## code for testing functionality of the NN

In [1]:
import torch
import torch.nn as nn
import torch.nn.functional as F

In [2]:
!pip install torchtext



In [3]:
# need to upload the .py files before this
import Layers, loaders

In [4]:
# validation

device = "cuda" if torch.cuda.is_available() else "cpu"
model = Layers.BCVNN(image_channels=3, filter_dimension=3).to(device)

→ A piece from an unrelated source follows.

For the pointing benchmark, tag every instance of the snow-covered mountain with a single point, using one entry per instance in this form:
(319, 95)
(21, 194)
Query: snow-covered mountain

# Dummy RGB input: batch of 8 images, 3×256×256
dummy = torch.randn(8, 3, 256, 256).to(device)
out = model(dummy)

print("Output shape:", out.shape)
# Expected: [8, 101]

Output shape: torch.Size([8, 101])


## validation with synthetic, random dataset

In [5]:
# validation with synthetic dataset
import torch
import torch.nn as nn
import torch.optim as optim
from torch.utils.data import DataLoader, TensorDataset
import Layers, loaders
from tqdm import tqdm

In [6]:
# make synthetic dataset
num_samples = 1000
num_classes = 101
image_size = 256
batch_size = 64

# Fake RGB images (float32 in [0, 1])
X = torch.randn(num_samples, 3, image_size, image_size)
# Random integer labels between 0 and num_classes-1
y = torch.randint(0, num_classes, (num_samples,))

# Wrap as TensorDataset for easy DataLoader batching
dataset = TensorDataset(X, y)
loader = DataLoader(dataset, batch_size=batch_size, shuffle=True)


In [7]:
# Initialize model, loss, optimizer
device = "cuda" if torch.cuda.is_available() else "cpu"
model = Layers.BCVNN(image_channels=3, filter_dimension=3).to(device)

criterion = nn.CrossEntropyLoss()
optimizer = optim.Adam(model.parameters(), lr=1e-3)

In [8]:
# Training loop
model.train()
for epoch in range(2):  # a couple of epochs for sanity check
    total_loss = 0.0
    for batch_idx, (images, labels) in tqdm(enumerate(loader), desc="training batches"):
        images, labels = images.to(device), labels.to(device)

        outputs = model(images)

        # Verify output shape
        assert outputs.shape == (images.size(0), num_classes), \
            f"Unexpected output shape {outputs.shape}"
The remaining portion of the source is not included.